Rolling is one of the first gross motor milestones a baby achieves. It is a form of independent mobility and an opportunity for your  baby to explore their environment. 

Below are a few tips on how to encourage rolling and what to look for if your baby is not rolling. 

 

Teaching Rolling - Back to Stomach

When assisting your baby to roll back to stomach, you’ll want to use a toy or something that is motivating for your child to follow with their eyes/head. The main objective is to encourage the use of the baby’s abs (flexor muscles) to assist with rolling, rather than flinging their head or body forward. 

  • Encourage your baby to look either to the right or left to initiate the roll.
  • This will initiate a reach with one arm and bring their shoulder forward. 
  • The baby’s body will follow as well as begin to bring the hip and leg up to complete the roll to their stomach. 

At times the baby may need assistance at the hip to help initiate the roll to their side. This will also help to prevent them from rolling back on to their back. They may also need help getting their arm unstuck when they are on their stomachs. Usually the baby will figure this out, but you can always assist them. 

 

Teaching Rolling - Stomach to Back

For a baby to learn to roll stomach to back it is important they spend a lot of time on their tummies. This teaches them to push up through their forearms and hands and build muscle strength to weight shift (shift side to side through their arms). 

By using a toy to motivate the baby, they will visually track the toy. As they begin to turn their head, they begin to weight shift to one side. By turning the head even more to one side they begin to roll to their back. 

At first rolling stomach to back can appear as a plopping to their back, or more of a fall to their back. As your baby spends more time on their tummy and practicing their rolling, stomach to back, they movement pattern will become smoother and controlled. 

 

Important Tips for Promoting Rolling

  • Encourage tummy time throughout the day. 
  • Provide opportunities for rolling to occur through both left and right sides.
  • Use motivating and encouraging toys or objects. 
  • Prop baby on their side with a pillow to promote side-lying and encourage rolling stomach to back. 
  • If your baby has a preference for rolling to one side, block that side to encourage rolling to the other side. 

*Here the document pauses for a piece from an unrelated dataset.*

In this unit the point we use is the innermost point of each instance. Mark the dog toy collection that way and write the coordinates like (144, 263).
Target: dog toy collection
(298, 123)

My Child is Not Rolling Over, Should I Be Concerned?

Rolling typically occurs, anywhere between 3-6 months. Questions to ask yourself if your baby is not yet rolling? 

  • Is your baby participating in tummy time? 
  • Does your baby spend more time on their back than their tummy? 
  • Does your baby spend most of their time in a car seat, bouncer, carrier, bumbo, etc.? 
  • Do you automatically pick up your baby when they begin to fuss during floor or tummy time? 

Typically babies who spend more time on the floor or on their tummy will roll sooner. Tummy time allows for muscle strengthening and movement development for future motor milestones. Oftentimes babies will become frustrated and fussy while on their tummies or when on the floor. It is important to show your baby how they can move (rolling) so that they learn to be independent movers rather than dependent on someone else to pick them up.  

The key to encourage rolling is to find something that motivates or encourages your baby. If they need a little bit of help, provide that support so they are successful. Rolling provides so many different opportunities for independent play; provide the space and time to encourage this form of mobility.